Hal ini terungkap dalam evaluasi implementasi tahap II Program Smart City 2024 yang digelar secara daring di Aula Vlisingen, Balai Kota Ambon, Selasa (12/11/2024). Kegiatan tersebut dihadiri oleh Penjabat (Pj) Wali Kota Ambon Dominggus Kaya, Pj. Sekretaris Kota Robby Sapulette, serta pimpinan Organisasi Perangkat Daerah (OPD) terkait.
Pj. Wali Kota Dominggus Kaya menyampaikan bahwa evaluasi mencakup enam dimensi utama smart city, seperti smart governance (tata kelola cerdas), yang melibatkan program-program unggulan dari Disdukcapil, BPPRD, DPMPTSP, dan Diskominfo. Penyajian data yang lengkap dalam evaluasi ini mendapatkan apresiasi dari tim asesor.
“Penyajian data yang baik ini diharapkan mampu meningkatkan peringkat Kota Ambon dibandingkan evaluasi sebelumnya,” ujar Kaya.
Meski mendapat apresiasi, tim asesor mencatat tantangan pada alokasi anggaran. Saat ini, anggaran APBD untuk program smart city baru mencapai sekitar 2 persen. Menanggapi hal tersebut, Dominggus Kaya menegaskan bahwa pembiayaan program smart city tidak sepenuhnya bergantung pada APBD, melainkan juga memanfaatkan dana Corporate Social Responsibility (CSR) dan sponsor.
“Dukungan dari CSR dan sponsor sangat membantu pembiayaan berbagai aspek dalam enam dimensi smart city,” jelasnya.

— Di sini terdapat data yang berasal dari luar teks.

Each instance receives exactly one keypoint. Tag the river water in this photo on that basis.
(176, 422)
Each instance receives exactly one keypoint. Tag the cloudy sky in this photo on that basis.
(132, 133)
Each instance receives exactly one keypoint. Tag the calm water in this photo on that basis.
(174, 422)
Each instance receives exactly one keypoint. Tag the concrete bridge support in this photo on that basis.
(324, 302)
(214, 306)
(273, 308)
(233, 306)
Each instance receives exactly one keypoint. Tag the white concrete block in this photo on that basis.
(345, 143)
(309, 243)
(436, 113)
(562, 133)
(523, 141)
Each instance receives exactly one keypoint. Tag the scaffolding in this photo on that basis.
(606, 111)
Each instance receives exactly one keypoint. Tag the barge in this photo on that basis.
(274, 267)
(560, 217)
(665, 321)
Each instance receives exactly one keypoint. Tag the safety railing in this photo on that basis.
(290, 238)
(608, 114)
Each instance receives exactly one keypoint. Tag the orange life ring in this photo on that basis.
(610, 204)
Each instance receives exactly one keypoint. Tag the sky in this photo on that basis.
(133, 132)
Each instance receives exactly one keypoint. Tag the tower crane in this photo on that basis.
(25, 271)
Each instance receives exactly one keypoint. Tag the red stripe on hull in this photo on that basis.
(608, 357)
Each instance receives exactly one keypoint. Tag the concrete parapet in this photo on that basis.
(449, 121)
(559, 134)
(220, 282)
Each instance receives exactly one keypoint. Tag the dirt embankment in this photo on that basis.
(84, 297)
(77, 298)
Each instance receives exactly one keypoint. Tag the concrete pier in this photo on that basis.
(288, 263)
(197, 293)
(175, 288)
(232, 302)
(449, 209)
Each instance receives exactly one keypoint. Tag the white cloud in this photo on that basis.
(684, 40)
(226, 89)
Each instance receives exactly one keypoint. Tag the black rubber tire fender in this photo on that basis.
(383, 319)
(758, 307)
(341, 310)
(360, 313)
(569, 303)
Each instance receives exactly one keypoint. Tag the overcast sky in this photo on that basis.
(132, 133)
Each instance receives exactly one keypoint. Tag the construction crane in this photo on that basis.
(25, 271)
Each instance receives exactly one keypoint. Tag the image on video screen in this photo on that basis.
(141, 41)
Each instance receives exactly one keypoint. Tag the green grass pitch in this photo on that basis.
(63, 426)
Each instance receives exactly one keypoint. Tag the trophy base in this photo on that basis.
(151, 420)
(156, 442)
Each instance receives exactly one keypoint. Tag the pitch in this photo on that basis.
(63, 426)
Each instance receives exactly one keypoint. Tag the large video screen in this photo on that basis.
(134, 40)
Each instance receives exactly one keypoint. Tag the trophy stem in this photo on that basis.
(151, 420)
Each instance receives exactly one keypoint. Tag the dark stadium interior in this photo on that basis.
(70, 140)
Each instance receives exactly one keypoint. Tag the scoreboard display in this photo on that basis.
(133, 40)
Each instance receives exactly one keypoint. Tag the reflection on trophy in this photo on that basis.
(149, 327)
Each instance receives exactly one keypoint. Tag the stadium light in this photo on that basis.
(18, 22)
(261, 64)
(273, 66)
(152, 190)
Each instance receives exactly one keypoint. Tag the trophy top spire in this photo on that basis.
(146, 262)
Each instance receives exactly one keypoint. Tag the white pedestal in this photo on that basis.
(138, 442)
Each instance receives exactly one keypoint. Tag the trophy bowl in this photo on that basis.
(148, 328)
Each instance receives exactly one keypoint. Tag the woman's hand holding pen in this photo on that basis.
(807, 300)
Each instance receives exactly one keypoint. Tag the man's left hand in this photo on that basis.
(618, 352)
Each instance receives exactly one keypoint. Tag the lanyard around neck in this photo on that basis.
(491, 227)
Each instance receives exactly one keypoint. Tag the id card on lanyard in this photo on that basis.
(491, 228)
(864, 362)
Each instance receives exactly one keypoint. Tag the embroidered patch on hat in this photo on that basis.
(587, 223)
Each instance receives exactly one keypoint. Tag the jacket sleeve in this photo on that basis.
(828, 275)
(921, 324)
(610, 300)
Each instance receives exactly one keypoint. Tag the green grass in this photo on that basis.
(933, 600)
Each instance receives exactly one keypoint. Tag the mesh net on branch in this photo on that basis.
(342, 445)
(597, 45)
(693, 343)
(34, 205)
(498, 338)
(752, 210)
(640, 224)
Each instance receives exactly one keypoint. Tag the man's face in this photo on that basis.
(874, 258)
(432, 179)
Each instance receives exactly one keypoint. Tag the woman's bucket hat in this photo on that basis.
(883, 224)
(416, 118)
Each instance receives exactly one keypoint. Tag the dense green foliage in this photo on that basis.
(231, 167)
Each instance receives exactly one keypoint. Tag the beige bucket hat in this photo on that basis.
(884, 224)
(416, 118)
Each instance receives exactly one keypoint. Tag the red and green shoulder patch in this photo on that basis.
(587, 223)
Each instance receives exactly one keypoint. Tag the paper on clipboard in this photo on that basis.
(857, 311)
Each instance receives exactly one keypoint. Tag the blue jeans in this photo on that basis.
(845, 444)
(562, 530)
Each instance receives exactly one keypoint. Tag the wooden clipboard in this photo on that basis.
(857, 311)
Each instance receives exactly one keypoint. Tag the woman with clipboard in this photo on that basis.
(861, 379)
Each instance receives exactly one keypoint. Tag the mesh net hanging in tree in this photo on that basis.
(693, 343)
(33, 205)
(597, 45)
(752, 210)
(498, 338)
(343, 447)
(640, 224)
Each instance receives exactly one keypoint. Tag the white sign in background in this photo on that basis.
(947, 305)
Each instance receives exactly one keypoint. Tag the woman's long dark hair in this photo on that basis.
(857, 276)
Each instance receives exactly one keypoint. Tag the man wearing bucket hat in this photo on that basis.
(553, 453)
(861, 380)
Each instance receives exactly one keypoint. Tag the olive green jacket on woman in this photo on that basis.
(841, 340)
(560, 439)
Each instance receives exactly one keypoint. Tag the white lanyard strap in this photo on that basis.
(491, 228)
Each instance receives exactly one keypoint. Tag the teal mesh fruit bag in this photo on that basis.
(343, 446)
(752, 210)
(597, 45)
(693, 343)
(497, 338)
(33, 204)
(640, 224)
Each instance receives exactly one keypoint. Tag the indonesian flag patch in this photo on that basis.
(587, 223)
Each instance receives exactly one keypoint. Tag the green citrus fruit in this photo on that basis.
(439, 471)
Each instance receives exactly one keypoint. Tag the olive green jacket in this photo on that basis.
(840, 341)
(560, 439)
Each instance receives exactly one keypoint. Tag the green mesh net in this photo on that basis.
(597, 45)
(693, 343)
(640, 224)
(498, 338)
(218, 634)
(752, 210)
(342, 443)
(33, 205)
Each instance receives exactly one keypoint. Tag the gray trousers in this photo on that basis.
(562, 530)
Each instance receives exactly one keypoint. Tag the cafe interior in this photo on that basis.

Evaluasi program smart city mencakup enam dimensi utama:
- Smart Governance: Mendukung tata kelola berbasis data melalui program OPD seperti Disdukcapil dan Diskominfo.
- Smart Branding: Promosi wisata dan budaya melalui Dinas Pariwisata dan Ambon Music Office (AMO).
- Smart Economy: Pemberdayaan UMKM, pertanian, dan perikanan.
- Smart Society: Peningkatan layanan pendidikan, sosial, dan perpustakaan.
- Smart Living: Program kesehatan dan penyediaan perumahan yang nyaman.
- Smart Environment: Pengelolaan lingkungan hidup yang berkelanjutan.
Pengembangan smart city di Ambon berfokus pada tiga elemen utama: integrasi layanan dalam enam dimensi, kolaborasi pemerintah dengan masyarakat dan dunia usaha, serta pemanfaatan teknologi informasi untuk pelayanan publik.
Langkah-langkah strategis ini diharapkan dapat menciptakan Kota Ambon yang lebih aman, nyaman, efisien, dan berdaya saing menuju visi Indonesia Emas 2045.